Another prominent storm forecaster, Colorado State University, also reduced its forecast recently.
The CSU research team founded by forecasting pioneer Bill Gray predicted the season would see 12 tropical storms, including six hurricanes. It cited the same reasons, cooling tropical Atlantic waters and weakening La Nina conditions, for the lower forecast.
Hurricanes draw energy from warm sea water, so cooler water could diminish hurricane activity.
“Ocean temperatures in the tropical Atlantic are cooler, relative to normal, than at any time since 1994,” WSI seasonal forecaster Dr. Todd Crawford, said in a statement.
Colorado State said it was possible that a weak El Nino event could emerge by hurricane season.
El Nino is an unusual warming of eastern Pacific waters that tends to suppress Atlantic hurricane formation, in part by increasing wind shear, a difference in wind speeds at different altitudes that can tear apart nascent hurricanes.

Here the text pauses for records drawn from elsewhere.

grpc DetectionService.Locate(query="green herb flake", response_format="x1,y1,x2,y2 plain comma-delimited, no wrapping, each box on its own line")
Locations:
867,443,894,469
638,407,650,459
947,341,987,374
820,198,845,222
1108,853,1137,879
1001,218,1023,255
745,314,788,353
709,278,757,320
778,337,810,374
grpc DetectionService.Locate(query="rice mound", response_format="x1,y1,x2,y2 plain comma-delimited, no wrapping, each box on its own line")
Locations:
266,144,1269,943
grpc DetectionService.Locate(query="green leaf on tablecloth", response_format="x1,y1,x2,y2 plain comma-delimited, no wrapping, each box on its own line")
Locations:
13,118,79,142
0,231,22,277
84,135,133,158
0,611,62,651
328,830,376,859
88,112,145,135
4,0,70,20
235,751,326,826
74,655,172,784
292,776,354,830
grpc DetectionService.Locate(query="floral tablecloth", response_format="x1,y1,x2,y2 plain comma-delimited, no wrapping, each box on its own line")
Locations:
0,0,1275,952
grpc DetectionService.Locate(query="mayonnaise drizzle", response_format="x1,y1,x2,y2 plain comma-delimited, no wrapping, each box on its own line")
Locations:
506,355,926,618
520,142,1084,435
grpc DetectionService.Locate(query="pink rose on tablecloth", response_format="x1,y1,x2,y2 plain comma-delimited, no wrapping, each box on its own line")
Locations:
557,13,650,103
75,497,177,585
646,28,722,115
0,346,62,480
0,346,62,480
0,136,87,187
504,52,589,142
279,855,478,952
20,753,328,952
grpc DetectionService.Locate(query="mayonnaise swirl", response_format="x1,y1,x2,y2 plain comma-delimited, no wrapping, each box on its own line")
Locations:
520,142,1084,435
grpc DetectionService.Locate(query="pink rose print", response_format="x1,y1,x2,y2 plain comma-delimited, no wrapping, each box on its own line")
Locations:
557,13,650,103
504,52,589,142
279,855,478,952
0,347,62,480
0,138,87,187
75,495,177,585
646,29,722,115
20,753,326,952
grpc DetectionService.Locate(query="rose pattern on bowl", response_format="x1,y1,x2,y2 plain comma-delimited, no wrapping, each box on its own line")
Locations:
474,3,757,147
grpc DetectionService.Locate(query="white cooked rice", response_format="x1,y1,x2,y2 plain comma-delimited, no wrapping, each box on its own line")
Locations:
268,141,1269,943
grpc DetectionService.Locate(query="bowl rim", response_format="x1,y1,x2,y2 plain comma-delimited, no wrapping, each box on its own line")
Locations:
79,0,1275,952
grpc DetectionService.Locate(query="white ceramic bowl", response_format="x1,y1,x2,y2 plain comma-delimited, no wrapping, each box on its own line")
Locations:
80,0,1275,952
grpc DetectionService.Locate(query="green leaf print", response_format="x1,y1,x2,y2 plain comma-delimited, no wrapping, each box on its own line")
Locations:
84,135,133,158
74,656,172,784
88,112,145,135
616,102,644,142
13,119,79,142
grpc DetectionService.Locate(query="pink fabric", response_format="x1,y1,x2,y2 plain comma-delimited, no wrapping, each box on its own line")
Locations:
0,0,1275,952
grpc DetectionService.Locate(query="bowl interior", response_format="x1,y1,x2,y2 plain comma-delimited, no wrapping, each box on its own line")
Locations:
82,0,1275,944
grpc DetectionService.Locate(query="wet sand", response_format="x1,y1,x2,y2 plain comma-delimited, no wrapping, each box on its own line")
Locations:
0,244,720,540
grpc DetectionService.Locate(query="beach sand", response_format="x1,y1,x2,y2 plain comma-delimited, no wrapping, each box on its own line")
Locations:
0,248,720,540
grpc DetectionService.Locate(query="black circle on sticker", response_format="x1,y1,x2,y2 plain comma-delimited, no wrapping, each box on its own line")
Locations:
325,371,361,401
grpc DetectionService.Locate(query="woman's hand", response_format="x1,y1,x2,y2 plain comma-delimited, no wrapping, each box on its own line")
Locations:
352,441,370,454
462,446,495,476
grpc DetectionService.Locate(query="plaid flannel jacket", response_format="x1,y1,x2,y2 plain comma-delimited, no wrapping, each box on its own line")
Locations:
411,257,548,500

WSI’s Crawford said he expected normal or slightly above-normal wind shear in the tropical Atlantic this season.
“Neither the cooler tropical Atlantic nor the neutral wind shear conditions are enabling for tropical activity this year,” he said.
Storm forecasts are closely watched by energy, commodities and insurance markets, particularly since the 2005 Atlantic season, when a series of hurricanes rolled through Gulf of Mexico oil and gas fields and Hurricane Katrina, the costliest in U.S. history, swamped New Orleans.
Last year, the Atlantic saw 16 tropical storms, of which eight became hurricanes. Five were Category 3 or higher.
Cuba bore the brunt of the destructive storms. Three major hurricanes hit the Caribbean island, causing an estimated $10 billion damage.
The long-term average for the Atlantic season is about 10 tropical storms and six hurricanes. But a period of heightened Atlantic hurricane activity began around 1995 and was expected to last 25 to 40 years, according to experts.